Data-mining the Library

Information in a library is of two kinds — there is the content, the collection, all that stuff that resides in books and journals and special collections; and there is the information about that content, the metadata: information about where things are located, how they relate to other things, how often they circulate (but, rarely, for privacy reasons, about who actually accesses and reads the content). It’s that latter kind of information, the metadata, I am interested in, as it may provide value to certain organizations, value that libraries may seek to tap.

I have been thinking about library circulation for some time, but my interest grew when I began to study PDA last year, as eliminating books that don’t circulate is one of the reasons librarians are interested in PDA in the first place. PDA programs implicitly ask two questions: Why would libraries want to acquire books that don’t circulate? and, Why would publishers want to publish books that nobody reads?

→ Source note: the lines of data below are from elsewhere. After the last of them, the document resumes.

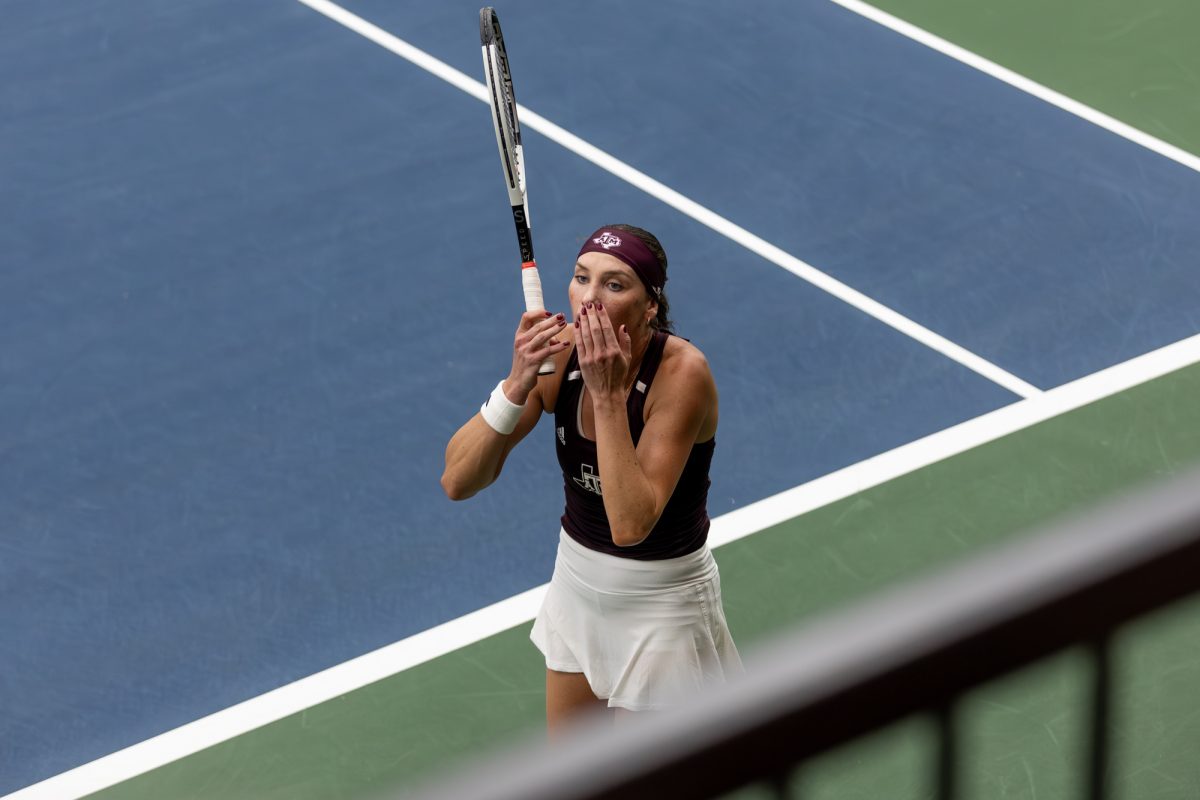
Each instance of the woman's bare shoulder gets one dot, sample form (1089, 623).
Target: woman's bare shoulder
(683, 360)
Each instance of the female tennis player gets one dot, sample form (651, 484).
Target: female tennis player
(633, 618)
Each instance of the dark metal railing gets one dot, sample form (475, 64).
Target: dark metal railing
(915, 649)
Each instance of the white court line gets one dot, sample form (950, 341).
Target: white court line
(684, 205)
(430, 644)
(444, 638)
(1023, 83)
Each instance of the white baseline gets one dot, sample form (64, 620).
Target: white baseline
(684, 205)
(521, 608)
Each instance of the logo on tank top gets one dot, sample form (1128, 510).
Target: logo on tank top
(591, 481)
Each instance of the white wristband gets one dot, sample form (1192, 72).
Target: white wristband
(501, 413)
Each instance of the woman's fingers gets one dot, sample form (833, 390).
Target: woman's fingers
(547, 330)
(604, 330)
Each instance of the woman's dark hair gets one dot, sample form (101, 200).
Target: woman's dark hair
(663, 320)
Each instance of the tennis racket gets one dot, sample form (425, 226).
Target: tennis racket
(508, 139)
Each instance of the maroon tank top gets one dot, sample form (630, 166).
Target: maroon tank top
(683, 527)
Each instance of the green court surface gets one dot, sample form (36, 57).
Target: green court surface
(1135, 61)
(1023, 737)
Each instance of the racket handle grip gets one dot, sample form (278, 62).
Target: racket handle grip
(531, 282)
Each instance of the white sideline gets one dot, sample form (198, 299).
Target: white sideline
(444, 638)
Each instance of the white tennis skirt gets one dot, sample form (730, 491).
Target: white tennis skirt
(643, 633)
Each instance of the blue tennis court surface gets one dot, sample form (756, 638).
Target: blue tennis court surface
(256, 270)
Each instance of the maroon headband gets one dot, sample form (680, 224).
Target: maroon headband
(634, 252)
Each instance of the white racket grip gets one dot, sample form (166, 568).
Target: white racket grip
(531, 282)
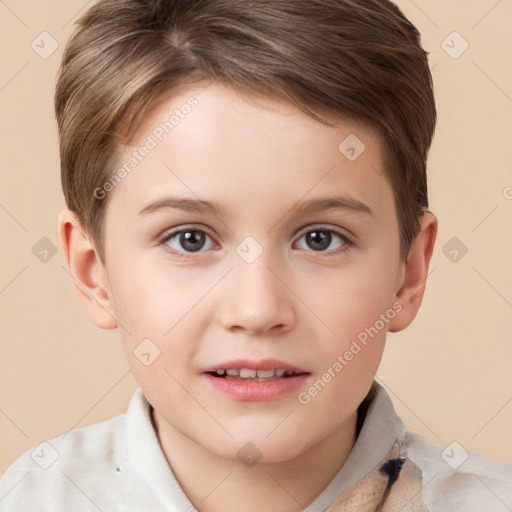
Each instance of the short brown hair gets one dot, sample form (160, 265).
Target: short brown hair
(361, 59)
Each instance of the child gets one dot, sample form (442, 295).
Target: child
(288, 141)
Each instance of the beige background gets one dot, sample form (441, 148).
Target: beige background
(449, 374)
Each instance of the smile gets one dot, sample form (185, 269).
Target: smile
(248, 373)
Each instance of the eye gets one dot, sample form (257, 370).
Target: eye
(320, 239)
(186, 240)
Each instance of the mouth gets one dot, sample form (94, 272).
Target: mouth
(251, 374)
(247, 380)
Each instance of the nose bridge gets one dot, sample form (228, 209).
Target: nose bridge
(257, 299)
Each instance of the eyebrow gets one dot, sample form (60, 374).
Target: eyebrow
(310, 206)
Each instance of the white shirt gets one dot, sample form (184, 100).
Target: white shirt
(118, 465)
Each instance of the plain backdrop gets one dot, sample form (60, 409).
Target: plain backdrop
(449, 374)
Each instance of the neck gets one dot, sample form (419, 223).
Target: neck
(213, 483)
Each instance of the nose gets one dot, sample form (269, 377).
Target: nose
(257, 298)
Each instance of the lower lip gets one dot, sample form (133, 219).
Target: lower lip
(257, 391)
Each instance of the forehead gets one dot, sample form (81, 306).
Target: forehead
(214, 142)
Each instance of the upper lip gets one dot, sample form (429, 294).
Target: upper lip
(262, 364)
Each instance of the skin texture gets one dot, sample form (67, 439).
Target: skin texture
(296, 303)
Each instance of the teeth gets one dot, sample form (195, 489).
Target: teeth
(247, 373)
(265, 374)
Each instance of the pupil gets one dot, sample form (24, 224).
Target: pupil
(192, 240)
(320, 240)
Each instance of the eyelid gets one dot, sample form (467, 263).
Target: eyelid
(172, 232)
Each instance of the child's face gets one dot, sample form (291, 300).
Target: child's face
(266, 281)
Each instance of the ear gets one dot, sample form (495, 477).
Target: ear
(415, 273)
(88, 274)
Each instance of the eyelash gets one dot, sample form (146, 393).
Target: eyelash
(347, 242)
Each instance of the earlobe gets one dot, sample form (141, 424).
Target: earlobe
(410, 294)
(86, 270)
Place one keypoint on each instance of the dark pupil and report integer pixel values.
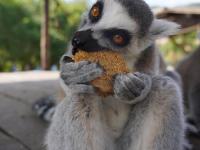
(95, 12)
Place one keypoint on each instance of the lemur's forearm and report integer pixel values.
(78, 124)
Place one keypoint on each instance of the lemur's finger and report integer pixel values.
(87, 77)
(121, 88)
(135, 84)
(89, 67)
(73, 66)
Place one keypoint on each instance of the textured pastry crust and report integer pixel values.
(111, 61)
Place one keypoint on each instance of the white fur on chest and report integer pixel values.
(116, 115)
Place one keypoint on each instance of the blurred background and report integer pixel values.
(26, 44)
(33, 36)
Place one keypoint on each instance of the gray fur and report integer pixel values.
(80, 73)
(145, 111)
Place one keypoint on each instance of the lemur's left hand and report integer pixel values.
(132, 87)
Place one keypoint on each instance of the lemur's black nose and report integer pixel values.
(84, 40)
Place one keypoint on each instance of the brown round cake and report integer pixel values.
(111, 61)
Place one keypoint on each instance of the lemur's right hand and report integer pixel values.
(77, 75)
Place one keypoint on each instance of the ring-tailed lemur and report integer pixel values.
(145, 112)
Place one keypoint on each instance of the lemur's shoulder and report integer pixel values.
(151, 61)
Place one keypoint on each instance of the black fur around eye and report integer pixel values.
(96, 12)
(119, 37)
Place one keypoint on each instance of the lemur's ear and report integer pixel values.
(162, 28)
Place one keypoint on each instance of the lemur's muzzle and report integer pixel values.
(83, 40)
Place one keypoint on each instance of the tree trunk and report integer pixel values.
(44, 40)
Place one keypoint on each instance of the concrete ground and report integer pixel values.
(20, 128)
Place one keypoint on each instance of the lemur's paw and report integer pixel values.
(44, 108)
(164, 82)
(79, 73)
(132, 87)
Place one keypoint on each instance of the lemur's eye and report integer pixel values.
(118, 39)
(96, 12)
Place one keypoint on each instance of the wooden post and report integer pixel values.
(44, 39)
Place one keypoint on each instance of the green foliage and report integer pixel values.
(20, 31)
(178, 47)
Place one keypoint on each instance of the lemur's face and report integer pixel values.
(115, 25)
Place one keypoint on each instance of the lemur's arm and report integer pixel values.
(75, 76)
(157, 120)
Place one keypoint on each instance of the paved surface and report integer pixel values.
(20, 129)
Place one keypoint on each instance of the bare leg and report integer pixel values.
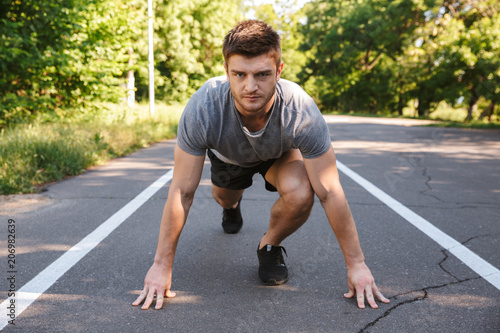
(225, 197)
(294, 205)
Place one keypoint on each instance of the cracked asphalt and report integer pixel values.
(450, 177)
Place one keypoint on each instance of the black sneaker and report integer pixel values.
(272, 268)
(232, 220)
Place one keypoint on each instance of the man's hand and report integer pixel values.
(157, 282)
(361, 281)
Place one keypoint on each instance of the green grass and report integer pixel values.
(443, 114)
(34, 154)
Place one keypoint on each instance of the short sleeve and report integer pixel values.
(312, 136)
(192, 131)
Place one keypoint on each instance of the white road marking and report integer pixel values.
(46, 278)
(487, 271)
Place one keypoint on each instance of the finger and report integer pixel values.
(159, 302)
(141, 298)
(350, 294)
(360, 296)
(370, 299)
(379, 295)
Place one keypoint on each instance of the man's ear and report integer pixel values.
(278, 72)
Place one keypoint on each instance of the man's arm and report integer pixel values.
(324, 178)
(185, 180)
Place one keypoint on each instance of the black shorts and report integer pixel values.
(234, 177)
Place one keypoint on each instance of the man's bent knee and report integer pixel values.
(225, 197)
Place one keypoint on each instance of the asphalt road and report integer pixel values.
(449, 177)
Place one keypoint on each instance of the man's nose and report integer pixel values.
(251, 84)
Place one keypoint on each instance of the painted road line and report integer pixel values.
(487, 271)
(46, 278)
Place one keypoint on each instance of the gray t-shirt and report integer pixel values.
(211, 121)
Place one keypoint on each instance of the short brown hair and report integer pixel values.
(250, 39)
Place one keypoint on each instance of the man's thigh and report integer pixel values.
(288, 171)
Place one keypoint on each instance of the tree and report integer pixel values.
(285, 17)
(355, 48)
(62, 54)
(188, 45)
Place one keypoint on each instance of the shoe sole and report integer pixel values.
(273, 282)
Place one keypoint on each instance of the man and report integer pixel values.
(252, 122)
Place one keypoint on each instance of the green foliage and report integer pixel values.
(33, 154)
(61, 53)
(188, 45)
(285, 17)
(380, 55)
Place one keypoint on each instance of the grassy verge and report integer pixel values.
(34, 154)
(443, 115)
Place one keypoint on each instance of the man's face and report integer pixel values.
(253, 83)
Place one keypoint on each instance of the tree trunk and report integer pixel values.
(472, 108)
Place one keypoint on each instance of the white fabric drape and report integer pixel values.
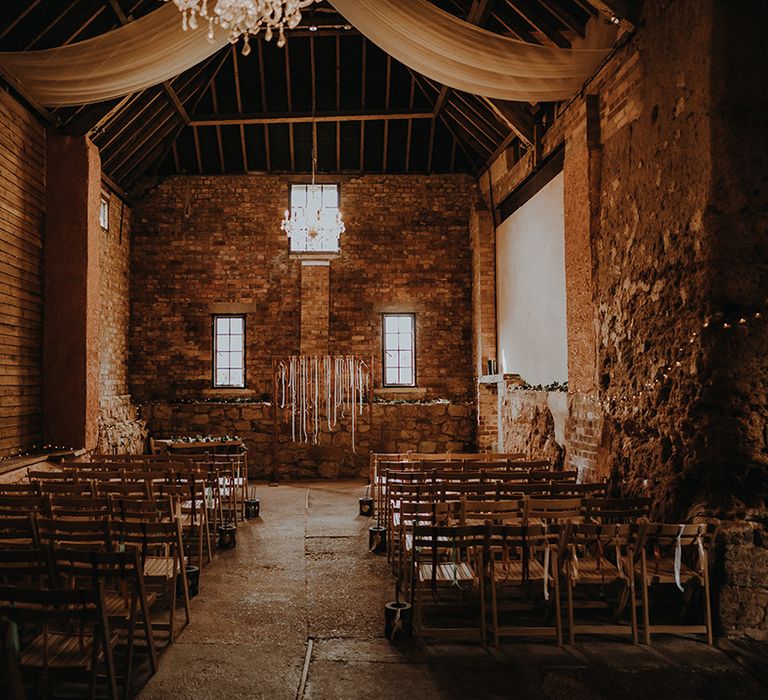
(468, 58)
(423, 37)
(132, 58)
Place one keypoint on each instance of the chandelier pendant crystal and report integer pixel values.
(244, 18)
(316, 226)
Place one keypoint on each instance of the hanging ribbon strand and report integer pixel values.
(309, 385)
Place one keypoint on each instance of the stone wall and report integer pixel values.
(22, 218)
(204, 245)
(120, 430)
(665, 203)
(437, 426)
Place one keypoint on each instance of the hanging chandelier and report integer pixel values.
(314, 225)
(244, 18)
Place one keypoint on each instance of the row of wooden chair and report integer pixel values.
(521, 569)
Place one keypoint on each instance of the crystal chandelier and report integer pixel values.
(244, 17)
(313, 227)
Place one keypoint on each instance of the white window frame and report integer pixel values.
(385, 349)
(220, 351)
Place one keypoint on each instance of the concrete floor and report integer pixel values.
(303, 572)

There is a risk with questions like this in that they can make scholarly publishing into a popularity contest. After all, if the measure of a successful scholarly book is how many copies are sold and how often that title circulates in a library, then the big trade publishers would become the model for all publishing, drowning out the specialized, intellectually serious work that is the business of a research university. But surely there is a middle ground between bestsellerdom and the totally obscure. Information about how books circulate in libraries would help publishers evaluate their lists and provide guidance for future editorial acquisitions.

Publishers do, of course, have some limited information coming back to them from the marketplace. No publisher fails to study the Amazon rankings of a title, for example (some authors do nothing else), and there are services that provide a modicum of information about the sales of books in retail outlets. Scholarly publishers have a special problem, however, in that their titles are sold disproportionately to libraries, so the absence of circulation data affects them more seriously than it does trade houses.

You would expect to be able to go online and look all this stuff up, even if some of it resides behind a paywall. But you can’t: there is no place to go to get aggregate data on library circulation. So, for example, Stanford University Press published a book called “Monopolizing the Master: Henry James and the Politics of Modern Literary Scholarship,” by Michael Anesko, a book I am choosing at random (though it sounds interesting). Is it not reasonable to ask what libraries purchased a copy and how often it has circulated? You can get an answer to the first question by looking at WorldCat, but the second question is unanswerable at this time.

Individual libraries study their circulation records carefully. I have previously cited on the Kitchen a rigorous study done at Cornell, and I imagine many libraries have something of this kind in hand; librarians being librarians, one assumes that such studies get passed around informally. But there is a place for a full service, one that aggregates the circulation data, properly anonymized, of all library collections, and that can generate management reports for interested parties.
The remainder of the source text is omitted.